- Hana Skoupá
Cyber incidents can happen before you even realise it and 2025 confirmed that once again. Some incidents were the result of classic external attacks, others stemmed from poor decisions, underestimated risks, or operational chaos. In many cases, you would look in vain for technical brilliance or highly sophisticated attack methods. So what went wrong? We’ve selected seven real-life situations from last year that show one thing clearly: attackers are not always the weakest link. Often, the real problem lies in how security is handled (or not handled) in practice.
The password “LOUVRE” protecting a security system
What happened?
An investigation into a theft at the Louvre (October 2025) revealed that access to the video surveillance system was protected by the password “LOUVRE”. It also came to light that parts of the infrastructure were running on long-outdated technologies, which security experts had been warning about for years. This was not a sudden failure, but a combination of accumulated technical debt and a relaxed attitude towards basic security controls.
Why it matters and what it shows?
The Louvre is not a small organisation lacking budget or expertise. Quite the opposite. More than 10 million people visit the museum every year, and its systems protect exhibits worth billions. Yet a password that even a fifth-grader could guess was still in use. This incident reflects an environment where technical debt is tolerated because “nothing has happened so far”. In cybersecurity, the mindset of “this doesn’t concern us” is surprisingly common.
The case reminds us that prestige, size, or importance do not automatically guarantee an adequate level of cybersecurity. Basic access control failures can exist even where nobody expects them – which is exactly what makes them so dangerous.
What to watch out for?
- Shared passwords for systems accessed by multiple people
- Old cameras, NVRs and physical components nobody actively manages
- Systems that “work, so we don’t touch them”
- Access credentials that circulate among employees over time but never change
Erie Insurance: a month of disruption caused by a convincing phone call
What happened?
In June 2025, the Scattered Spider group used social engineering techniques, primarily vishing and spear phishing to gain access to internal systems at U.S. insurer Erie Insurance. There was no technical breach of security controls. Instead, attackers relied on convincing phone calls and communications that appeared legitimate.

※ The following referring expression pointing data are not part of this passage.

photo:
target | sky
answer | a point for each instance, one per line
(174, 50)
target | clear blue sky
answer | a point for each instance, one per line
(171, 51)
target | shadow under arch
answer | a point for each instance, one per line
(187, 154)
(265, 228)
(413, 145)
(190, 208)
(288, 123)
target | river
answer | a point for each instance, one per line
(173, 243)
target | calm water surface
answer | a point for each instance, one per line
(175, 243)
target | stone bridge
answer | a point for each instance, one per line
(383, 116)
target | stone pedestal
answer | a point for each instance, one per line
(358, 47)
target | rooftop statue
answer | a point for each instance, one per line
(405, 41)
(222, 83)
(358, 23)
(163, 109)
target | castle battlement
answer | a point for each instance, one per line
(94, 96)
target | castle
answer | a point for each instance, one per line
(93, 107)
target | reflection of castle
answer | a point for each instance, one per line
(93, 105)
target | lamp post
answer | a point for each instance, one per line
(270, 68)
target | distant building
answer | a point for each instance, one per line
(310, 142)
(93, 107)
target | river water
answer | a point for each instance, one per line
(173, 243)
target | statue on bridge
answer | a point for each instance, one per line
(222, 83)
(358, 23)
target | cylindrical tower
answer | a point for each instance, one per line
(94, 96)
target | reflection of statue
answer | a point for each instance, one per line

Although there was no massive data breach, the company suffered prolonged operational disruptions that took weeks to resolve.

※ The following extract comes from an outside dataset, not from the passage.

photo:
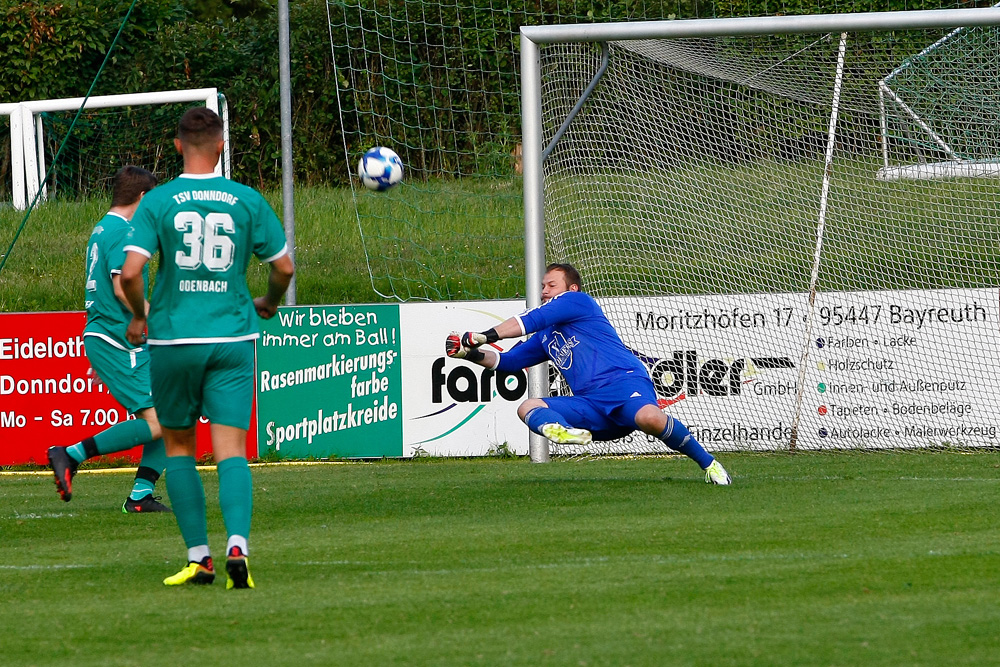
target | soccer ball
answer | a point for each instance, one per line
(380, 168)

Why it matters and what it shows?
Cyber incidents are not just about technology, but people play a critical role, including trained employees. Staff in large organisations generally know they should be cautious. The problem arises when fatigue, stress, and pressure from someone in senior management who urgently needs something all come together.
Without a clear process for verification and clarity on when it’s acceptable to say “stop” even responsible employees can become the weakest link. Not because of ignorance, but because of environmental pressure.
What to watch out for?
- Lack of a four-eyes principle
- Pressure for fast approvals
- Insufficient or irregular employee training
- Unclear processes for verifying internal requests
Marks & Spencer: £300 million in losses due to a supplier vulnerability
What happened?
The cyberattack did not hit Marks & Spencer directly, but one of its suppliers. Attackers exploited a vulnerability there and used it to access M&S internal systems managing e-commerce operations, logistics, and other key processes. The result: e-shop outages, disrupted logistics, and significant financial losses estimated at around £300 million.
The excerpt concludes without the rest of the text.